Nous avons mis en place un module d’e-learning sur le développement durable, accessible à tous les salariés de l’entreprise et compréhensible quel que soit leur cœur de métier. En 20 minutes, nous présentons des généralités (sur les labels et l’analyse du cycle de vie par exemple) et sur les actions concrètes du Groupe. Par ailleurs, chaque semaine du développement durable est l’occasion de sensibiliser encore davantage nos collaborateurs à travers des expositions au niveau du siège à Roissy. L’objectif est de toucher tout le monde, que les collaborateurs apprennent des choses sur les réalisations du groupe, qu’ils soient fiers de notre engagement. Ce sont nos meilleurs ambassadeurs.

Par ailleurs, en 2012, nous avons profité de la semaine du DD pour organiser un événement à destination de nos clients de la grande distribution. Nous avons mis en place une exposition sur les valeurs et l’engagement responsable de SCA (identique à celle proposée aux salariés du siège). En complément, nous avons organisé un cycle de conférences sur trois sujets au cœur de notre engagement, en couplant à chaque fois des informations générales et les actions concrètes du Groupe :

  • le cycle de vie des produits (les différentes phases d’extraction et de fabrication, les impacts associés…),
  • les fibres forestières (les labels, l’exploitation des forêts, les usages des différentes partie d’un arbre…),
  • les enjeux de responsabilité sociétale (incontinence, soins…).

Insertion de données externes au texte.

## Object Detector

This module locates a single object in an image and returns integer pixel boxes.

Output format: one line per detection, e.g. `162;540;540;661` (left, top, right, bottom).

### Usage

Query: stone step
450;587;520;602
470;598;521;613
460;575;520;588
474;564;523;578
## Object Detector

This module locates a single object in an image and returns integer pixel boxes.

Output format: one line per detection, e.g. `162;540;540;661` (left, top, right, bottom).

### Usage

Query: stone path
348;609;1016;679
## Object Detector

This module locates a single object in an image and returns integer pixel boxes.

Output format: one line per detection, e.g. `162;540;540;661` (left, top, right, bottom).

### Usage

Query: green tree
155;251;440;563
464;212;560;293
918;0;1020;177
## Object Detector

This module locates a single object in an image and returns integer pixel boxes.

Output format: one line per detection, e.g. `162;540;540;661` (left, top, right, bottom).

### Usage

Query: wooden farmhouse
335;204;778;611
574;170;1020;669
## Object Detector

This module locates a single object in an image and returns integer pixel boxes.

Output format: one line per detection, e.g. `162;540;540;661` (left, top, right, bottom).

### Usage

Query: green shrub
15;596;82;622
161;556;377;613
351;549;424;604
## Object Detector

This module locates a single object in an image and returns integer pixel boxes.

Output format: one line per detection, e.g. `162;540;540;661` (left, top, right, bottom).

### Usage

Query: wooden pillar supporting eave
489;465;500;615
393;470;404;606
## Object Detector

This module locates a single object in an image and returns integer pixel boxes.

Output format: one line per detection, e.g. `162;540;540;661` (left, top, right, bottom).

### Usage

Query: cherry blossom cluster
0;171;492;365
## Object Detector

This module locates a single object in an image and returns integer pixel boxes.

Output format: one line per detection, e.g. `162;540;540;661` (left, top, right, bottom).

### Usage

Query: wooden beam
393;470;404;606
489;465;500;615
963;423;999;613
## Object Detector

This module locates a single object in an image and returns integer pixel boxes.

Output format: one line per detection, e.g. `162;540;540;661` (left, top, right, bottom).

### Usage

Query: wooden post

Sur les dix distributeurs français les plus importants, huit se sont déplacés pour assister à ces conférences, souvent à deux représentants (responsable des achats et responsable qualité), parfois plus. Ces personnes sont aussi venues avec leurs questions de consommateurs. Finalement, les conférences ont été riches d’enseignements tant sur le plan professionnel que personnel. Aujourd’hui, pour un acheteur, le critère prix est primordial. Mais un jour cela changera. Il est donc important de les sensibiliser, de leur faire comprendre les enjeux.

Notre objectif était de mieux nous faire connaître, de démontrer que le développement durable est inscrit dans nos racines, que ce sont des sujets sur lesquels nous avons toujours travaillé. Cette véritable expertise en matière de développement durable est un gage de confiance auprès de nos clients.